Studios used tosend the commissioned portraits to fans and the media in efforts to spread wordabout the features. Eugene Roberts captured a 1929 black-and-white photographof Louise Brooks that elegantly resembles the era’s fashion illustrations. Other highlights of the exhibition include a 1950 portrait ofa hunky Marlon Brando used to promote “A Streetcar Named Desire,” and adisheveled Vivian Leigh in a 1939 shot from “Gone With the Wind.” Striking images of Elizabeth Taylor,Joan Collins, Grace Kelly, and Clark Gable are also on view.

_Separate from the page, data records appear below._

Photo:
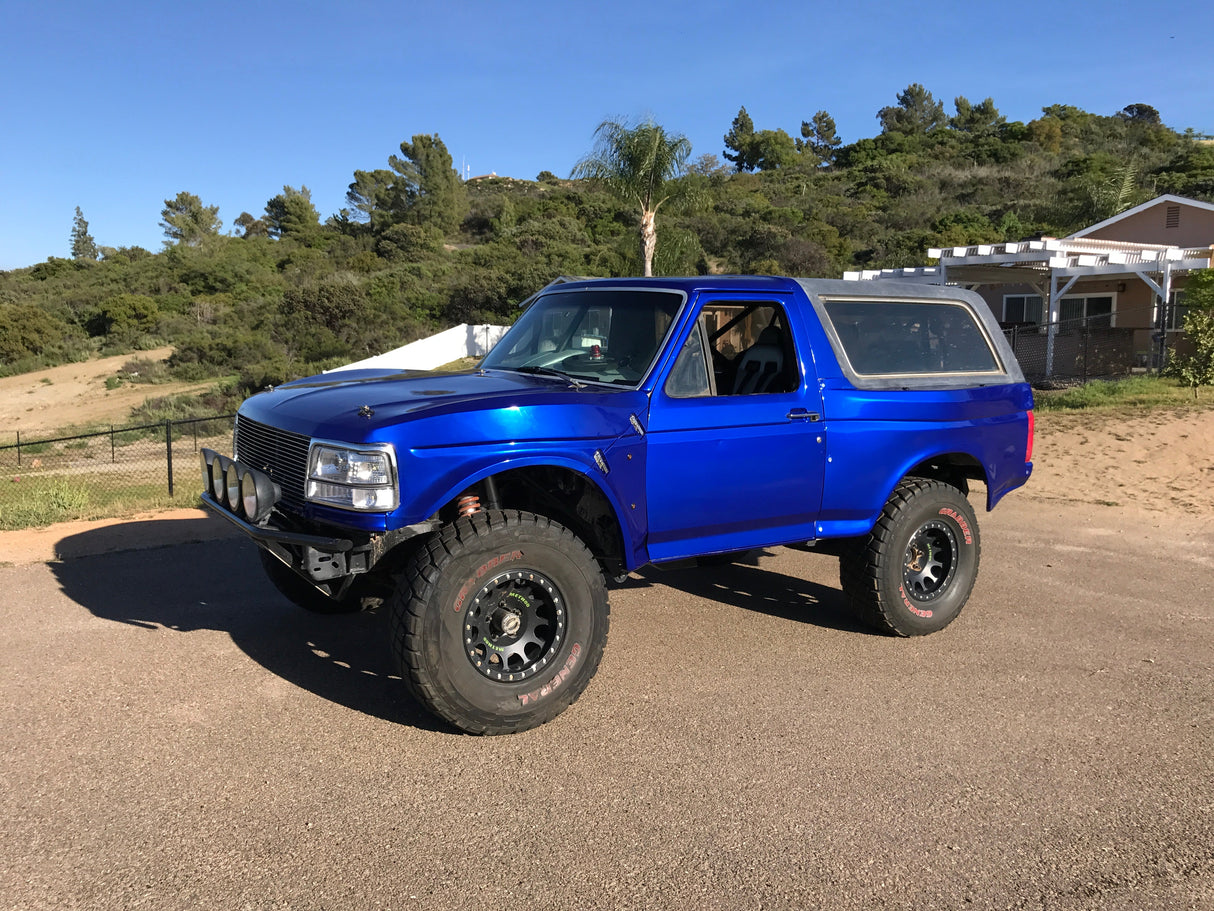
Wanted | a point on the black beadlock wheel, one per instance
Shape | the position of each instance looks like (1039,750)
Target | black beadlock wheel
(913,572)
(499,621)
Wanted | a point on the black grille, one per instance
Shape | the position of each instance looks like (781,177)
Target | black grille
(279,453)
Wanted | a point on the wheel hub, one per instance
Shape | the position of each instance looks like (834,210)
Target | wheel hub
(930,561)
(514,626)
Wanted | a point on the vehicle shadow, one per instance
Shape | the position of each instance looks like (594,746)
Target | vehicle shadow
(752,583)
(219,584)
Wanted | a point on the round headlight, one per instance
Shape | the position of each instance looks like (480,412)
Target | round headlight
(232,484)
(249,494)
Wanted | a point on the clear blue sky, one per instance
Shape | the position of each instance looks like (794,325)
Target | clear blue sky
(117,107)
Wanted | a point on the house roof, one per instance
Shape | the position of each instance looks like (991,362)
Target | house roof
(1067,258)
(1167,199)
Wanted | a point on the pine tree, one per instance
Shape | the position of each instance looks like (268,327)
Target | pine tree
(83,245)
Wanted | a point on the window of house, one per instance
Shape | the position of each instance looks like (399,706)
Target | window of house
(1096,311)
(1176,311)
(1022,309)
(1073,310)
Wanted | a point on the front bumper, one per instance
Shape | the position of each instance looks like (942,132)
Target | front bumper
(328,561)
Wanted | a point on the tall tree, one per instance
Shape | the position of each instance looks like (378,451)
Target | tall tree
(187,221)
(427,191)
(1140,114)
(636,163)
(250,225)
(83,245)
(370,197)
(739,142)
(917,113)
(291,214)
(820,137)
(981,119)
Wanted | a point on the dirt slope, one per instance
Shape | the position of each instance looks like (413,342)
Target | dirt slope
(46,401)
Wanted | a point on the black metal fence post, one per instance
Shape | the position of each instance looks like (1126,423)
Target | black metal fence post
(168,448)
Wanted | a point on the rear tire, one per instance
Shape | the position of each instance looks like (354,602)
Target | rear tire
(913,572)
(499,621)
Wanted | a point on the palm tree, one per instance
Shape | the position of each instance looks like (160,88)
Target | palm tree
(636,163)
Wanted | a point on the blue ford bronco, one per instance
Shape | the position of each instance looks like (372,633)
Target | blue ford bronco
(622,423)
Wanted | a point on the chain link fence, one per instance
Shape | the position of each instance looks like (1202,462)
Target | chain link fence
(106,473)
(1074,351)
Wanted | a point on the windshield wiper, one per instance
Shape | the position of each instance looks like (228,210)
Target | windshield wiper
(552,372)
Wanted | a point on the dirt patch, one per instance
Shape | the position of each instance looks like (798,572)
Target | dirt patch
(1161,460)
(1146,465)
(73,395)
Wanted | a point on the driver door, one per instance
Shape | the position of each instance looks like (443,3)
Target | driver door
(736,445)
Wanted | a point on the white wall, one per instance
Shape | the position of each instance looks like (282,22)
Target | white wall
(464,340)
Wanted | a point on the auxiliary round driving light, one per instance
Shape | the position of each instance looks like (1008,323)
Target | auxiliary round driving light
(232,486)
(217,479)
(249,494)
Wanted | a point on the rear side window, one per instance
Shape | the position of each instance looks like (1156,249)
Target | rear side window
(889,338)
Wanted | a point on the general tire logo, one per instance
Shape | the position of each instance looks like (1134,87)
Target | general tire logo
(480,573)
(960,521)
(556,682)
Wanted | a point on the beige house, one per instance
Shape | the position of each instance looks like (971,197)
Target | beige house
(1102,301)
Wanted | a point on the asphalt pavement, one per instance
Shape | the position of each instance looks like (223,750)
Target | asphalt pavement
(175,735)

Clickon the photo gallery at left to view images from “Glamour of the Gods:Hollywood Portraits.”

Oct 31

Taylor Swift Rocks Glittery Striped Dress by Fragrance Launch - UsMagazine.com

Posted on Monday, October 31, 2011 in Ed Hardy

Superstar in stripes!

During an advent on Good Morning USA earlier in the day, the 21-year-old musician revealed namely the appoint of the scent came from her melody “Enchanted.”

PHOTOS: Taylor Swift’s high-profile flames

PHOTOS: Does Taylor see better with straight or curly hair?

Taylor Swift dazzled in a sparkly Tracy Reese dress with peep-toe pumps and her signature red lips at the launch of her first perfume, Wonderstruck, at Macy’s Herald Square in New York City on Thursday.

“It says, ‘I’m wonderstruck, blushing all the direction family,’” she unraveled. “I’ve always adored that line and the clause ‘wonderstruck.’ I don’t hear it very constantly.”